Driving the Aventador is not for the faint of heart. At around 3,700 pounds, it's lightning bolt-quick in a straight line, but it operates more like a freight train than a genuine sports car. Hit a corner and its all-wheel drive system battles its width and its weight. Don't look for scalpel-clean lines as you slice through a race track unless you've raced professionally before.
Even left in Strada (street) mode, the ISR gearbox is rough. From a start, it engages slowly, resulting in a head-tossing take-off from a stop. In Corsa mode, which is meant specifically for race tracks, the shifts are as fast as they are hit-by-a-bus brutal. We're happiest in Sport, where shifts are comfortably quick but certainly not violent.
Around town, the Aventador is decidedly cumbersome thanks to its immense width and its laughable outward visibility. Parking, navigating narrow lanes and streets, or simply merging onto a highway can be a high drama affair. A self-raising nose features does improve clearance over bumps and driveways, sparing some Aventadors from scraped noses. Like other supercars, there's no crowd scatter feature; pedestrians are attracted to the Aventador as though it's a magnet. You will be photographed and that photo will be shared online.
The Aventador SV feels smarter, and sharper, on the track. It gets adaptive magnetic suspension, which adjusts at each wheel during cornering, largely suppressing body roll and making the steering and handling even more responsive. The adaptive damping also counteracts brake diving. it also has electric power steering, which variably adapts the steering ratio to road speed and to the dynamic mode selected. It cuts in immediately in tight corners, which with the liberal amount of rotation allowed at the rear end, gives the Aventador SV a playful feel that we'd normally describe as tossable, except it's happening at 150 mph plus, when you don't want to toss...anything.
With its firm suspension, the Aventador SV is borderline violent on the road—but most owners will either trailer it to their favorite track or they'll leave it there.
Inside the cabin itself, the Aventador isn’t especially spacious, despite its width. The low-slung nature and scissor doors mean you have to half-slide, half-fall into the seats. Once there, the seats are snug, and leg room is enough, but not ample, especially for 6-footers. Fitting a weekend’s worth of luggage in the front trunk area is possible, but it’s tight. Luckily, Lamborghini offers tailor-made luggage.

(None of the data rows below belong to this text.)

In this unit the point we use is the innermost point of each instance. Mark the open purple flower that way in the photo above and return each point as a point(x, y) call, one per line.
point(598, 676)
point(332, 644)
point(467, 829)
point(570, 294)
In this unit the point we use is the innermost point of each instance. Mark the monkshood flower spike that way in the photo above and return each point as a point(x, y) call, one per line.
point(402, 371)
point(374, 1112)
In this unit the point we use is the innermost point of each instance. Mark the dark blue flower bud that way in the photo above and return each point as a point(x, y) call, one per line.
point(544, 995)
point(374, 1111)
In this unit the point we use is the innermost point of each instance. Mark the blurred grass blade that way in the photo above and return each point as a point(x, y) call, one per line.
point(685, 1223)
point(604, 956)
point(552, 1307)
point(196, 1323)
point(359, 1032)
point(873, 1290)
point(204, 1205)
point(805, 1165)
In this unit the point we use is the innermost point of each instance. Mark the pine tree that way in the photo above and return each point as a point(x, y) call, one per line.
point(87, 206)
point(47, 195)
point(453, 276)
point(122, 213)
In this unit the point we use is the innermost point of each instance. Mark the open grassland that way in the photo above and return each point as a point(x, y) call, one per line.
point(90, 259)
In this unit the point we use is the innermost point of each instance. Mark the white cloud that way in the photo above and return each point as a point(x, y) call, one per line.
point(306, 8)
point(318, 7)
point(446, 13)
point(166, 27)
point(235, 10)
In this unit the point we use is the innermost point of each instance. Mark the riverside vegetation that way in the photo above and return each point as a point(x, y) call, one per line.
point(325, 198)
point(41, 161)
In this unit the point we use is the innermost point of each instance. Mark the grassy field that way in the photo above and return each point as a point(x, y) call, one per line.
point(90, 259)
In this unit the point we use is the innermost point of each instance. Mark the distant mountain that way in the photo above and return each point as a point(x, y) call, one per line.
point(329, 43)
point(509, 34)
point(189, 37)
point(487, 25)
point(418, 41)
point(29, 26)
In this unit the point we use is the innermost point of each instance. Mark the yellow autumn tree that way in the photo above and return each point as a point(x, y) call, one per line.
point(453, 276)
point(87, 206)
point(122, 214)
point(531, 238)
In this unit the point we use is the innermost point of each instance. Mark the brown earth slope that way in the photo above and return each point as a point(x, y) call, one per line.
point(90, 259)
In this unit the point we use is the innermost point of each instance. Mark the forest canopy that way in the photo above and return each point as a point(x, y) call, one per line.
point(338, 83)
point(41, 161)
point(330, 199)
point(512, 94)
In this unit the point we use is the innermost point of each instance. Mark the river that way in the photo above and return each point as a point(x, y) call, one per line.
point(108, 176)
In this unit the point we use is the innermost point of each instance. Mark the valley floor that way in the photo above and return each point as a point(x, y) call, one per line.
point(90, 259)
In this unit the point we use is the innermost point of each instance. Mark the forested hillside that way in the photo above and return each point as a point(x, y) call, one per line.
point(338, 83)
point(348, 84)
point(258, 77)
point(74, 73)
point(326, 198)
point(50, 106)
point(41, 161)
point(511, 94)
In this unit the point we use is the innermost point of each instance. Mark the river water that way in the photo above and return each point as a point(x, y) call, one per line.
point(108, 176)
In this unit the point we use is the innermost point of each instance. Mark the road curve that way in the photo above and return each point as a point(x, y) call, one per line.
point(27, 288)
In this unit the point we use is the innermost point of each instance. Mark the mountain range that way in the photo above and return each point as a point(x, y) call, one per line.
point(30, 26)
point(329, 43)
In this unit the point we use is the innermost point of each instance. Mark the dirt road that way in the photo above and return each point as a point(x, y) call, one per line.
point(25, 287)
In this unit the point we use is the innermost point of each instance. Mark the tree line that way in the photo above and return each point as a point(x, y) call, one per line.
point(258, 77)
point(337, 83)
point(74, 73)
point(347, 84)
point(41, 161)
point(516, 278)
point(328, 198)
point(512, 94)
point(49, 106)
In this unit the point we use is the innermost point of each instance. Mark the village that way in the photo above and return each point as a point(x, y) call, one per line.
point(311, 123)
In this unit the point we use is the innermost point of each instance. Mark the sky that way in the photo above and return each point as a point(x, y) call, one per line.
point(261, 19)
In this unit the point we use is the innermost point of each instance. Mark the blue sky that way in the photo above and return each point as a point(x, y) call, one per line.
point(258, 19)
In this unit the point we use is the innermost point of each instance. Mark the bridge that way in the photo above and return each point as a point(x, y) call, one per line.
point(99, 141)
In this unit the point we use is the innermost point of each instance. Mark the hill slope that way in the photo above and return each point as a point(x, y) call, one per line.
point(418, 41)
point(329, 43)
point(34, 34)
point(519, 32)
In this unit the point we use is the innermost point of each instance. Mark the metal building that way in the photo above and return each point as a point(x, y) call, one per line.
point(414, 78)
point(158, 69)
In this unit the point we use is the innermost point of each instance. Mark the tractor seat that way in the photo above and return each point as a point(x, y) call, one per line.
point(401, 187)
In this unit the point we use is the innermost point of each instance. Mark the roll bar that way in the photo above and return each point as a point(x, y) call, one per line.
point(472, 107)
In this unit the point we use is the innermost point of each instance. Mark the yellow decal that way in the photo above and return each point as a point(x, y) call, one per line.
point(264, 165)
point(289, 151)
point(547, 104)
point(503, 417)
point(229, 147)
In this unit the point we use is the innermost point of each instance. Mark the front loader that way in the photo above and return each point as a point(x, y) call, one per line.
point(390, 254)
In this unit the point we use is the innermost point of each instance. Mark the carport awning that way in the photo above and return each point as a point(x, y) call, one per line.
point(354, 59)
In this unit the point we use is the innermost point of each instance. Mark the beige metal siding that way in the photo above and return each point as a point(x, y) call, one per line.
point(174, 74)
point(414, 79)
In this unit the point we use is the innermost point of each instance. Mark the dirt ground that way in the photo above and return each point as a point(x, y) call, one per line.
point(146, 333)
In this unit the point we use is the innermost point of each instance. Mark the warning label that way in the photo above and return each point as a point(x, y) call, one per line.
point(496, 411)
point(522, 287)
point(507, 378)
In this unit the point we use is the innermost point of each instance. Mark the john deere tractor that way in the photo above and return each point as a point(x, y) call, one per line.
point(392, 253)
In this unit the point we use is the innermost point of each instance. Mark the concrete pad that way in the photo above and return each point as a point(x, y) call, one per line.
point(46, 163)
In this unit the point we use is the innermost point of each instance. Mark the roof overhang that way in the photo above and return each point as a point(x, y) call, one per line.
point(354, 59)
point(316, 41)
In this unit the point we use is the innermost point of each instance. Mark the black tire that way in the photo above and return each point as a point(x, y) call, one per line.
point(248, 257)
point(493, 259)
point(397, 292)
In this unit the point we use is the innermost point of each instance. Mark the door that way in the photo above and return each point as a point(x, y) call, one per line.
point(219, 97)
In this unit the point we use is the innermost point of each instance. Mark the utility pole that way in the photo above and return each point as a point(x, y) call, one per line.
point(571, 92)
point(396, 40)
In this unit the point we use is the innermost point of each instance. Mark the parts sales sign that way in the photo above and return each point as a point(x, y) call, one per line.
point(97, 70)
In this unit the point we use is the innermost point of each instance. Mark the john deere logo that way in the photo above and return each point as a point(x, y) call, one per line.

The SV's interior has been completely revised with a clear focus on weight reduction. The new sports bucket seats and the door panels are made of carbon and the interior's lightweight design excludes an infotainment system (although it's available as a no-cost option), carpets and certain noise insulation parts.
But you're not buying an Aventador SV because it's comfortable; after all, we've never actually seen someone daily drive any Lamborghini, let alone the most extreme example.
Gas mileage, as you might expect, isn’t good—but then this is a $400,000 supercar, so you shouldn’t really be pinching pennies at the pump. At 11 mpg city, 18 highway, 13 combined for the coupe (or 10/17/12 mpg for the roadster), the Aventador is rather un-green—even by supercar standards, however.
Like any good supercar, and any modern Lamborghini, the Aventador is nearly endlessly customizable, thanks to the company’s Ad Personam program. You're spending a headline-making, neck-snapping supercar, so take your time and make sure that Lamborghini correctly matches its paint to your poodle's collar.